Nicolas Mailhot nicolas.mailhot at laposte.net
Sun Feb 19 10:50:31 UTC 2006


Le samedi 18 février 2006 à 23:05 -0600, Dennis Gilmore a écrit :

> One thing i realise  now  is that some people may not want to   or have the 
> resources  to support the development branch.  Its a huge moving target.  not 
> only do you get frequent changes in extras   you get it in core also.  and 
> some people just cant  or dont want to keep up.  we kinda assume  that they 
> will.

I totally agree most maintainers have a range of releases they're
prepared to work on, for some this range centers on devel for others on
legacy.

I thoroughly disagree we should treat all releases the same and let
people contribute to whichever random FE release they want to.

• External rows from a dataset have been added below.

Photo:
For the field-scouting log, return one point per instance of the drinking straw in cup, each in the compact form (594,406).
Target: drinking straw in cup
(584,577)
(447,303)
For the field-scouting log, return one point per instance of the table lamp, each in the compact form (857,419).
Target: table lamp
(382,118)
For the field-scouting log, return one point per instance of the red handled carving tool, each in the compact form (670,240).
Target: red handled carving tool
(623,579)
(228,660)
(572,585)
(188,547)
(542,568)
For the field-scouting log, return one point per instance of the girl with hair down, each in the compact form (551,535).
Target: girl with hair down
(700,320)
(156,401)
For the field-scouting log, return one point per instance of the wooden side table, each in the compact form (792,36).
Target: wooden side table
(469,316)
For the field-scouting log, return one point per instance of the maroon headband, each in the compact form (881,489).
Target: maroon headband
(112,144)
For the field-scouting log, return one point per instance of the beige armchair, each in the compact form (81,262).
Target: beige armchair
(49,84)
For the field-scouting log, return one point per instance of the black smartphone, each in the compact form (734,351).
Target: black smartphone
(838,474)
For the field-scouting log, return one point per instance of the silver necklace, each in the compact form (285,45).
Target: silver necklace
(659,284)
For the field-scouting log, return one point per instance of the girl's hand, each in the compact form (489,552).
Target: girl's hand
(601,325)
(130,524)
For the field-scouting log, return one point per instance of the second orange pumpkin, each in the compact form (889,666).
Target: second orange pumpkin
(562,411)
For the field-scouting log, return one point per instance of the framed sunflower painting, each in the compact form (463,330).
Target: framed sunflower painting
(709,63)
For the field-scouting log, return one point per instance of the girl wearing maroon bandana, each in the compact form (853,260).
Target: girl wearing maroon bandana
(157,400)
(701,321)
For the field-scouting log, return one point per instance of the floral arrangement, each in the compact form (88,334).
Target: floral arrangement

This is what the kernel team used to do in 2.4+2.5 days, and the result
is dispersion of efforts and massive frustration on part of everyone
(2.4 contributors complaining core team does not care about them, core
team complaining freeloaders want them to review 2.4 stuff and won't
help get 2.5 out of the door).

Devel should be mandatory for new functionality. If we don't do that we
betray Fedora goals, because most contributors will do the current
release only. This will mean no one will run/test rawhide and the
various FCn+1Tx, leading to a FCn+1 that slips or sucks, and harming the
whole project (after a while people won't be contributing to current FC
but current FC + a few stabilizing months and so on). Also, devel
packaging is when you see rawhide is missing some crucial bits and when
you can ask for them to be pulled in. After release it's *too* *late*.
RH people have moved to the next release. (this is my main beef with the
other external repositories. They all say devel is too much work, and in
practical terms their influence with users and upstream is used to focus
efforts on FCn-x, diverting efforts that should be used on rawhide)

People not interested in devel can join FEL. That means they also have
no say in what new features get in FE.

We should have three levels of support (more would be nicer for
packagers, but do you imagine the level of frustration of users which
have to evaluate support on a package per package basis ?)

1. partial maintenance -> devel only or devel+FCn, and only if some
needed features are not present in FCn or FCn-1
2. "standard" maintenance -> same as FC, from devel to FCn-1 till devel
graduates to FCn+1T2
3. "long-term" maintenance -> for packages that are picked up by FEL at
FCn+1T2 time. And FEL should draw a red line after which *no* packages
are maintained anymore (iterate if there is the will and resources to
create a FEL++ team charged with "extended long term" maintenance)

And I absolutely do not mean FEL should be a separate entity with no
access to FE ressources. It could be a FE SIG or something else within
FE. But there must be some coordinating structure, and package lifetimes
should not be decorrelated. Pick up when you want and abandon whenever
you feel so is fine and dandy for packagers, but it's also user hell.
One big part of distribution work is to make something coherent out of
random pieces of software. That includes coherent support durations.